Sit back from the computer or your phone for a minute and think. What all has happened to you today? How is your day going? Who have you spoken to? What are you feeling right now? There’s one big key to having everything you want and maximizing your potential. Know what it is?

Staying present.

There’s this modern day perception that we have to always be accomplishing something or at minimum doing something. Not only that, we constantly dwell on our potential past mistakes or the good memories of the past and look to the future hoping for a better life.

When I was a kid I didn’t want traditional Christmas Presents. I was a bit of a wild child. For example, I remember going to my Dad’s office at age 7 and loving the copy machine. That’s right. I thought it was the coolest thing I’d ever seen in my life. I wrote a letter to Santa saying I don’t want anything else, just a copy machine. As I went to bed that night and closed my eyes I was already dreaming that I’d walk into the living room the next morning and see a giant Canon or Xerox copy machine in there making copies.

I’m not sure Santa would have fit that thing in the sleigh.

But he was going to have to because I wanted my copy machine. Sadly, I didn’t get it. Not sure what Santa was thinking. Geez. My parents must have loved that when speaking with their friends at the Christmas parties. Johnny wanted a bike and Suzie wanted a Barbie. What does Geoff want? A Xerox Copy machine. I ended up getting an Etch-A-Sketch. Santa how could you!? Lame.

Now of course looking back, I realize that was silly. But what I’ve learned from it is that it’s best we enjoy life in the present moment and live moment to moment. Otherwise we’ll look back and realize what we could have been or what we missed. I treasure the copy machine memory but only because as a child I had an imagination and of course my ability to dream intact. I was living in the present moment. Keep that. It’s everything. You have this imagination present day. Let’s look at some examples of Past and Future from movies and television.

The Past:

Andy’s quote from The Office finale still rings in people’s minds. While heartfelt, I feel it was a myth. The good old days are always there. They are in your present moment. They are days you are living now and will be forever living. If you stay present your life is forever packed with Good CURRENT Days. Recognize them now while you’re in them and you will feel forever fulfilled.

The Future:

Jay Gatsby in The Great Gatsby dreamed of a better life. One with Daisy Buchanan. But it wasn’t real. That green light at the end of the Buchanan’s dock was a symbol of hope, freedom, and a better life. But he forgot the life he was living. His life was a Potemkin village. A cardboard cutout. The green light was no different than the bright lights of the Hollywood Sign making many with lost dreams think that becoming famous or more popular “means something”. It doesn’t. Life will always present problems. The key is how you respond to those problems in the present moment.

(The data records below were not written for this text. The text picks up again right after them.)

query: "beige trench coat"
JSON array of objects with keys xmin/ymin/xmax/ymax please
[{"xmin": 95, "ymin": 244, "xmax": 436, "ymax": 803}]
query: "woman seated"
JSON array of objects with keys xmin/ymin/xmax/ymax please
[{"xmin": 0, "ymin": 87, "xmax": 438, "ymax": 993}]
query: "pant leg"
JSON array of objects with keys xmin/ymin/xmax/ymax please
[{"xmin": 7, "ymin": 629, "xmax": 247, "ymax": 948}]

It reminds me of Gatsby’s reference to the eyes of T.J. Eckleburg and the philosophical meaning behind them. People like to see the eyes overlooking the world of Gatsby as being linked to God, religion, or capitalism but I have a different interpretation. What if they’re a reference to keeping self-aware and SEEING yourself in each moment.

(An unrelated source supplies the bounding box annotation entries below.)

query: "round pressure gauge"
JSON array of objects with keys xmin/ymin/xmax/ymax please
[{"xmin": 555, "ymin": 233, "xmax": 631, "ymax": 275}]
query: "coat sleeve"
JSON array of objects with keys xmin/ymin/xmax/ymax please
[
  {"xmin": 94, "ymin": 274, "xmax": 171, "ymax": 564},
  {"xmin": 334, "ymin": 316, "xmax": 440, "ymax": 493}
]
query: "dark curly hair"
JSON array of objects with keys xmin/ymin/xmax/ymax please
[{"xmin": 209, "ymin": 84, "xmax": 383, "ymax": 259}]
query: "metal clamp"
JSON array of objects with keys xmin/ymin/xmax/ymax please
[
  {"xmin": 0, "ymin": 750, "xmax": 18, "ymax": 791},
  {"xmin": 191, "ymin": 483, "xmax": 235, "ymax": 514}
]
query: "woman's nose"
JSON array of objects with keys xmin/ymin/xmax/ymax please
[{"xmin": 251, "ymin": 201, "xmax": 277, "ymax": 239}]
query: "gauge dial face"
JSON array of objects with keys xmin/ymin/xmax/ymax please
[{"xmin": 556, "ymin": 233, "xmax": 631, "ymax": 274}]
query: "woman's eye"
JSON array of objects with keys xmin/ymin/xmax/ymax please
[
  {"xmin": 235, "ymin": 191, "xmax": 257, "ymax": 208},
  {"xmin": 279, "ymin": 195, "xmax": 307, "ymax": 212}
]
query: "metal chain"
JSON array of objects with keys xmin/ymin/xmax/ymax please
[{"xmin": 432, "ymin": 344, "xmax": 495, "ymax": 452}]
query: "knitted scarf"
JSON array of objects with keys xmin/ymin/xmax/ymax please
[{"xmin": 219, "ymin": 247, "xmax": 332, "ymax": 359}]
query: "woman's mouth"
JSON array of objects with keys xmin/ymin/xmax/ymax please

We fail to check-in with ourselves. Our eyes are not seeing the crisp current present but always looking to the past or the future for answers. Something to ponder.

I remember seeing this from the Teenage Mutant Ninja Turtles, on Sunset Blvd once, and being struck with the comparison.

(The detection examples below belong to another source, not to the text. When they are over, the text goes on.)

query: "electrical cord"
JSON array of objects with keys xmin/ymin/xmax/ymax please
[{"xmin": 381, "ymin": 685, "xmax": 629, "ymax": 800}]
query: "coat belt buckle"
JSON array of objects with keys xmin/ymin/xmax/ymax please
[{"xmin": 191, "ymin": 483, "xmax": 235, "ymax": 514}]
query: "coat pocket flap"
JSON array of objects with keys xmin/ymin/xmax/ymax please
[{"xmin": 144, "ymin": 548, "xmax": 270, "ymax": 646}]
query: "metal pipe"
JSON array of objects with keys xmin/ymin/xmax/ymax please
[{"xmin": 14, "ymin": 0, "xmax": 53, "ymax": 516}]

Finally, Tom Hanks character Chuck Noland in Cast Away talks about the value of what he learned living in solitude on an Island for 4 years. He kept breathing and pressed on. He learned to live staying present and appreciating who he was. And guess what? The tides changed. And it punched his ticket home to Memphis.


It’s worth staying present, friends.

Who knows what the tide could bring?

Geoff Pilkington


Futurist, Neo-Generalist, Minimalist, Millennial, Indigo Kid, Actor, Blogger, Podcaster, and Content Creator.